One of the riches of family life is the necessity of walking through real life with our children,
learning with them, and often from them, perspectives that brighten, humanize, adapt, accommodate, that find humor, bear up with patience, when confronted with difficulty. Inga-ting herself, at age two, welcomed a baby sister whose mischief far exceeded previously held records.
As a middle child, her routines were continuously punctuated with pauses and full stops due to both older and younger siblings’ needs.
And of course, the irritants of a bothersome little sibling were the smallest of the personal challenges any of us in the family went on to face.
All four of my now-grown children are kind, patient, considerate human beings.
These things don’t get written on a child’s transcript, but they outweigh most anything recorded there.
Resilience, perseverance, adaptability, figuring out creative solutions to the problem at hand, bearing with one another, are massively important qualities,
on offer only through difficult circumstances
met with a mix of empathy for the pain, gratitude for the good, and a mind open to new possibilities, new ways.

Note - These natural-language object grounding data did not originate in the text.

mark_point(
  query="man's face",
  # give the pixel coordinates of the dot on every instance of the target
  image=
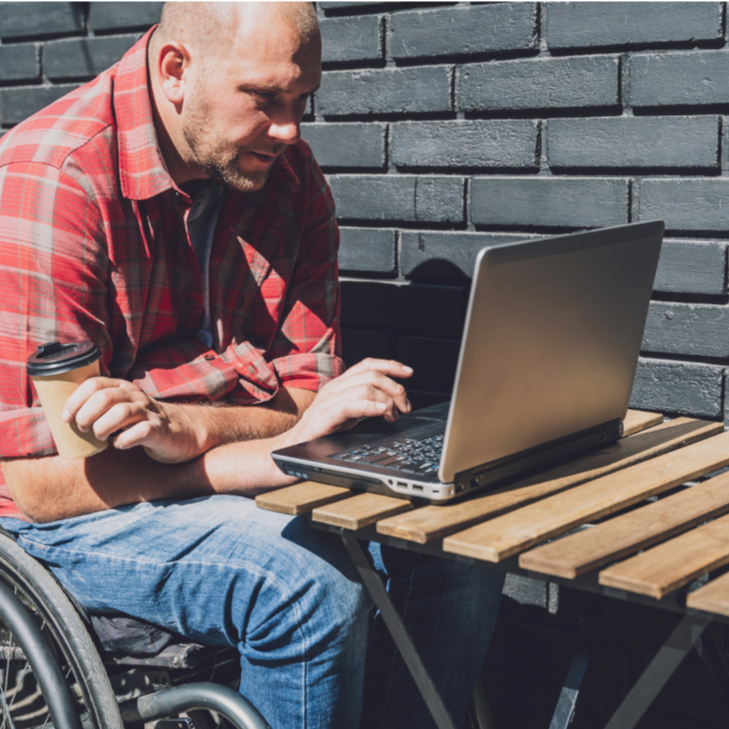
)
(243, 106)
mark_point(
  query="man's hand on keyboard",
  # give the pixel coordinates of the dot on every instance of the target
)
(364, 391)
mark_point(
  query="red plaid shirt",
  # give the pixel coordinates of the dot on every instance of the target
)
(94, 245)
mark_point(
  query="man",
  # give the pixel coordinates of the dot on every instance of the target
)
(169, 212)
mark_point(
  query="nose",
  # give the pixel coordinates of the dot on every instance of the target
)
(286, 127)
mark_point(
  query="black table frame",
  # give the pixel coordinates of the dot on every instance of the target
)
(693, 624)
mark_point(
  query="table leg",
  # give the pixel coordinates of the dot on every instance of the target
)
(712, 655)
(659, 671)
(399, 634)
(589, 616)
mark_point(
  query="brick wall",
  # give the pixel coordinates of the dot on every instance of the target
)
(447, 126)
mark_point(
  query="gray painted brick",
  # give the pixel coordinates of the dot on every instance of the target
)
(19, 62)
(351, 39)
(84, 57)
(357, 344)
(105, 15)
(433, 360)
(407, 198)
(496, 143)
(367, 250)
(635, 142)
(685, 204)
(17, 104)
(428, 254)
(678, 387)
(539, 83)
(692, 77)
(40, 17)
(617, 22)
(394, 306)
(692, 267)
(691, 329)
(431, 309)
(464, 29)
(365, 4)
(385, 91)
(549, 202)
(347, 145)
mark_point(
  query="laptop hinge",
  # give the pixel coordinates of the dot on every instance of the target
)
(518, 464)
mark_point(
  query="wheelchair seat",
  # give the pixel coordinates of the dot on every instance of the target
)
(63, 669)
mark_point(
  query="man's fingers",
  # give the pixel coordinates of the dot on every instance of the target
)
(85, 391)
(120, 416)
(104, 401)
(374, 381)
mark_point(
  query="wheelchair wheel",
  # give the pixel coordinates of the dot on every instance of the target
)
(22, 705)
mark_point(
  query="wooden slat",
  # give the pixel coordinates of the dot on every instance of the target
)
(512, 533)
(714, 597)
(301, 498)
(432, 522)
(360, 511)
(617, 538)
(672, 564)
(637, 420)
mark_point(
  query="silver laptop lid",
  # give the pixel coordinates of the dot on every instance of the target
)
(551, 341)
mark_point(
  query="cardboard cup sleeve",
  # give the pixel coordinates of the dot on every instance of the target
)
(53, 391)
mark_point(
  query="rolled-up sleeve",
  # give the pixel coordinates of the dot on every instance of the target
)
(52, 279)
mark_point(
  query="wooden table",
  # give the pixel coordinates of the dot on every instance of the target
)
(646, 520)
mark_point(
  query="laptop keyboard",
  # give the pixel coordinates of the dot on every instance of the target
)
(418, 456)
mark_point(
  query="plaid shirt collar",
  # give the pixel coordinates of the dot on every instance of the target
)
(142, 169)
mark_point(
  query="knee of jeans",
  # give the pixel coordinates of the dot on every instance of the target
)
(314, 600)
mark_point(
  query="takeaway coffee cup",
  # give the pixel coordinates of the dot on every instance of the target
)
(57, 370)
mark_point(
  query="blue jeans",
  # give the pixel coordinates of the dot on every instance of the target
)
(220, 571)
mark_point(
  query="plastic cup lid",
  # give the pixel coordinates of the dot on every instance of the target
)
(55, 358)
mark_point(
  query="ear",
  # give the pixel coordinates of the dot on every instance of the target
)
(173, 64)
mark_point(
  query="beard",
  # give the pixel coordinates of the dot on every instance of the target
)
(218, 158)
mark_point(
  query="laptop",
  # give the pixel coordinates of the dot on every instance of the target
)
(545, 371)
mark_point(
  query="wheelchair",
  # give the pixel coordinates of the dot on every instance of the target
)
(56, 672)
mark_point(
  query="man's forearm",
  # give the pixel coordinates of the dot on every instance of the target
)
(221, 425)
(51, 488)
(47, 489)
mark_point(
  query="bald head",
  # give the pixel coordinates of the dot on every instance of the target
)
(208, 27)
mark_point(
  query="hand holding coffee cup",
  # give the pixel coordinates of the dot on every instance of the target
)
(57, 370)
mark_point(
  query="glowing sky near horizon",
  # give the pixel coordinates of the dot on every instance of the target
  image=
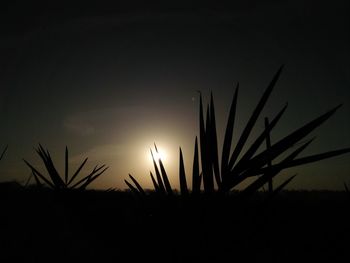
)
(111, 84)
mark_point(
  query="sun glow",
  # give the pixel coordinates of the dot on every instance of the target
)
(159, 154)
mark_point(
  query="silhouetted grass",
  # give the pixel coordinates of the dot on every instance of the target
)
(234, 171)
(3, 152)
(55, 181)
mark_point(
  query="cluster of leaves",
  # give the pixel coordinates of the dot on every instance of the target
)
(252, 164)
(55, 181)
(3, 152)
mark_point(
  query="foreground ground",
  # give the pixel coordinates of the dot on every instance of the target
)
(116, 226)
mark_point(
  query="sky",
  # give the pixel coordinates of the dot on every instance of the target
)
(109, 81)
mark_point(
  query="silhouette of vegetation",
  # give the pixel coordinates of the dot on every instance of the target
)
(234, 171)
(3, 152)
(55, 181)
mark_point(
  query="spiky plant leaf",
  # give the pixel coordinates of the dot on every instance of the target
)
(138, 186)
(272, 172)
(155, 185)
(132, 188)
(3, 152)
(309, 159)
(251, 122)
(92, 178)
(284, 184)
(268, 146)
(226, 148)
(214, 156)
(77, 171)
(66, 167)
(182, 176)
(165, 178)
(47, 160)
(287, 142)
(38, 174)
(242, 163)
(207, 167)
(159, 178)
(196, 179)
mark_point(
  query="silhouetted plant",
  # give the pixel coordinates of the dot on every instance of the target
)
(55, 181)
(234, 171)
(3, 152)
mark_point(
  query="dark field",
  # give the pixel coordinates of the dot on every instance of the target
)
(118, 227)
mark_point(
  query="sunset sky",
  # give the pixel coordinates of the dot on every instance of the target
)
(108, 82)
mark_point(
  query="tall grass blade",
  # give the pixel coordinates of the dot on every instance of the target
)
(66, 167)
(207, 167)
(226, 148)
(37, 173)
(315, 158)
(213, 141)
(132, 188)
(159, 178)
(243, 162)
(93, 178)
(290, 140)
(3, 152)
(165, 178)
(267, 172)
(268, 146)
(196, 179)
(77, 171)
(47, 160)
(251, 122)
(284, 184)
(182, 176)
(138, 186)
(90, 176)
(155, 185)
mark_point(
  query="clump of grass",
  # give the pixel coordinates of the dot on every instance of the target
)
(234, 170)
(55, 180)
(3, 152)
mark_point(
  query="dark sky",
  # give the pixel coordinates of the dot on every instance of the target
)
(109, 80)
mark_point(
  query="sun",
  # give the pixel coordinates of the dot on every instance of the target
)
(159, 154)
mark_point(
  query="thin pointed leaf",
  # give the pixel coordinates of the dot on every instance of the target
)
(93, 178)
(77, 171)
(226, 148)
(251, 122)
(66, 167)
(213, 141)
(138, 186)
(36, 172)
(165, 178)
(290, 140)
(3, 152)
(207, 167)
(284, 184)
(47, 160)
(182, 176)
(155, 185)
(89, 176)
(316, 157)
(268, 173)
(132, 188)
(242, 163)
(268, 146)
(196, 180)
(159, 178)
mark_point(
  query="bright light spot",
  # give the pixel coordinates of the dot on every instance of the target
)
(160, 155)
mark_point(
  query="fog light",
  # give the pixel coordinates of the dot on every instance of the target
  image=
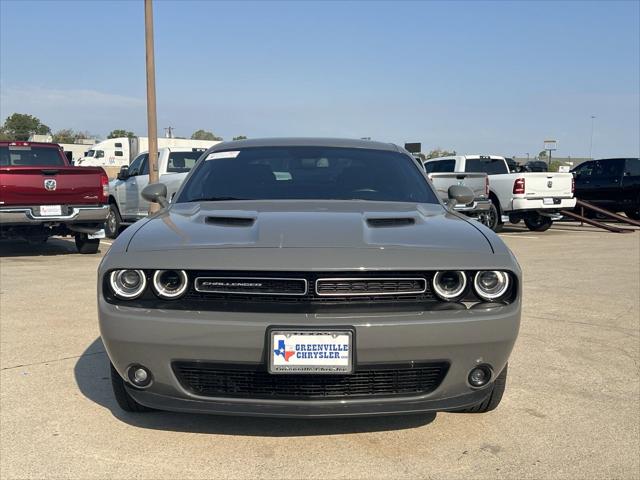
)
(479, 376)
(139, 376)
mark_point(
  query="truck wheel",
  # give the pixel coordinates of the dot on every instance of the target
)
(538, 223)
(493, 219)
(113, 222)
(125, 401)
(86, 245)
(493, 399)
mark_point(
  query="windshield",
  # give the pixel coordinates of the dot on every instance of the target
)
(180, 162)
(307, 173)
(30, 156)
(490, 166)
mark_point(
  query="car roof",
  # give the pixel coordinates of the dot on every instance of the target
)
(29, 144)
(305, 142)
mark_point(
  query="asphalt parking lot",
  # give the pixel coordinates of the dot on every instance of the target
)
(571, 409)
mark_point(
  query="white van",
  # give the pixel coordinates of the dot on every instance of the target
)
(116, 152)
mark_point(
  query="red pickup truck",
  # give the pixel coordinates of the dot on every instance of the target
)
(42, 195)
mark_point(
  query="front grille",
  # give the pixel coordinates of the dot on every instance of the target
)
(220, 380)
(251, 285)
(370, 286)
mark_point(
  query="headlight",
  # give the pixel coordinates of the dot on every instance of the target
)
(491, 284)
(170, 284)
(449, 285)
(128, 284)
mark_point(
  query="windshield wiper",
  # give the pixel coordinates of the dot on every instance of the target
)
(216, 199)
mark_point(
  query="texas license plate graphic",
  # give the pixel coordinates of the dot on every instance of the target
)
(311, 352)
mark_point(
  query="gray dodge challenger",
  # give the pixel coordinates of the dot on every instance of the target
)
(308, 278)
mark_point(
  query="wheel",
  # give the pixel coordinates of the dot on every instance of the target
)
(113, 222)
(493, 400)
(493, 219)
(125, 401)
(86, 245)
(633, 214)
(538, 223)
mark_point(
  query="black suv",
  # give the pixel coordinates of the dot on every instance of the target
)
(611, 183)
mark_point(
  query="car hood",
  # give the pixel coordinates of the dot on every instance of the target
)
(309, 225)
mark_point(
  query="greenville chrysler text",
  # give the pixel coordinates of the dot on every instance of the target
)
(308, 277)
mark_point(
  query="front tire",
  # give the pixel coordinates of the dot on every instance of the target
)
(493, 399)
(538, 223)
(86, 245)
(125, 401)
(113, 223)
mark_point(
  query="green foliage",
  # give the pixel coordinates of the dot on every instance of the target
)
(20, 126)
(438, 152)
(204, 135)
(119, 133)
(66, 135)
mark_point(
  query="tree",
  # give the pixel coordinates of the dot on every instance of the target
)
(438, 152)
(20, 126)
(66, 135)
(204, 135)
(119, 133)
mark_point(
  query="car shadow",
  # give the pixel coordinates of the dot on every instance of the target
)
(92, 377)
(53, 246)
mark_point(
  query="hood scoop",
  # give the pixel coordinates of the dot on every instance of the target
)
(390, 222)
(230, 221)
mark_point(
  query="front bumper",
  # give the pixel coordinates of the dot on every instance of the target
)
(156, 338)
(538, 204)
(30, 215)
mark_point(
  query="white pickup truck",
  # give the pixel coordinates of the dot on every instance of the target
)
(126, 205)
(536, 198)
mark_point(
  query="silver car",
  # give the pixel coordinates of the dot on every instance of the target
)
(309, 278)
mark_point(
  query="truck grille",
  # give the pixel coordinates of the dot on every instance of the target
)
(219, 380)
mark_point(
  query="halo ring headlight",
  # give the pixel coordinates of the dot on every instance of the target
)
(170, 284)
(490, 285)
(128, 284)
(450, 285)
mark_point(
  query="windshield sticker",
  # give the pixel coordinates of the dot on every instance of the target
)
(217, 155)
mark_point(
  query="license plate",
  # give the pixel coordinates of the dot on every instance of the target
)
(98, 234)
(311, 351)
(50, 210)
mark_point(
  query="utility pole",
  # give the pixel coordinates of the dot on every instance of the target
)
(593, 117)
(152, 119)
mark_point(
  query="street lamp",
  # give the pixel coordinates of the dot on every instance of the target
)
(593, 117)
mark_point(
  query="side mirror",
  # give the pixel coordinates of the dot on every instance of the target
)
(156, 193)
(123, 174)
(459, 195)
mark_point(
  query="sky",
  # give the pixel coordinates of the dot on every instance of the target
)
(478, 77)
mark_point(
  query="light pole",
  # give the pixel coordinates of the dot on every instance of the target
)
(152, 122)
(593, 117)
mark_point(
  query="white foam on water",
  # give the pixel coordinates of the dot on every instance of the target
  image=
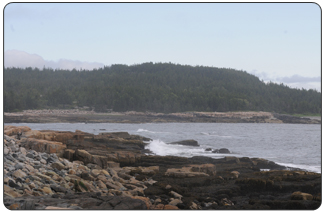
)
(161, 148)
(309, 168)
(148, 131)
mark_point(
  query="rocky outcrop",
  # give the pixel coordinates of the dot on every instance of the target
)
(190, 142)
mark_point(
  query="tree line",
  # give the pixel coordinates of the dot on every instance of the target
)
(155, 87)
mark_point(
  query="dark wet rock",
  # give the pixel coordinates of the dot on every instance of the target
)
(190, 142)
(222, 150)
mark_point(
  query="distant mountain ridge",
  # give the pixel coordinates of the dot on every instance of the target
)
(156, 87)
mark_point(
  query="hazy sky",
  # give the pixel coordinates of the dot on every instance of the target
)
(280, 42)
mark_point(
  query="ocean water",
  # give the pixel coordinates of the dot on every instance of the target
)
(292, 145)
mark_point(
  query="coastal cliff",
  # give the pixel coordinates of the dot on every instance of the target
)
(78, 170)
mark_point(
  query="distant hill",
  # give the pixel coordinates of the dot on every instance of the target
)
(156, 87)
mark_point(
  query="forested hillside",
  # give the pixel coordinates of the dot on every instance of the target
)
(159, 87)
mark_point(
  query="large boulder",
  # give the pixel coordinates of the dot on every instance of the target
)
(44, 146)
(203, 170)
(190, 142)
(13, 130)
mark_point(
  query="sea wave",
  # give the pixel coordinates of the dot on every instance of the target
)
(317, 169)
(148, 131)
(161, 148)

from Last Stop on Market Street by Matt de la Pena and Christian Robinson

from Last Stop on Market Street by Matt de la Pena and Christian Robinson

I am convinced that for many of us,
this time of Canceled Everything,
these weeks of Imposed Togetherness for households and Imposed Apartness for friends, of upended routines and abundant improvisation,
will be the precipitating factor not just for losses, but for serendipitous gains.
This peculiar moment undoubtedly carries with it unique opportunities,
surfacing precisely because of the restrictions in place, if we have eyes to see.
Hidden within these muddled circumstances, some good memories, new pathways, stouter solutions, lie waiting to be discovered.
Without minimizing the sting and pain of what’s been forfeited, dismissing the frustrations, or trying to replicate or even replace exactly what’s been lost, we can value the strength being forged in our kids, and maybe discover something unexpectedly, otherly, wonderful. Sweet as a little eleven-o’clock-ish something.

Breathe deep, my friends.
Absorb the buffeting and blows this virus has brought us with grace and flexibility for yourself and your kids.
And keep your eyes open for glimpses of the lovely.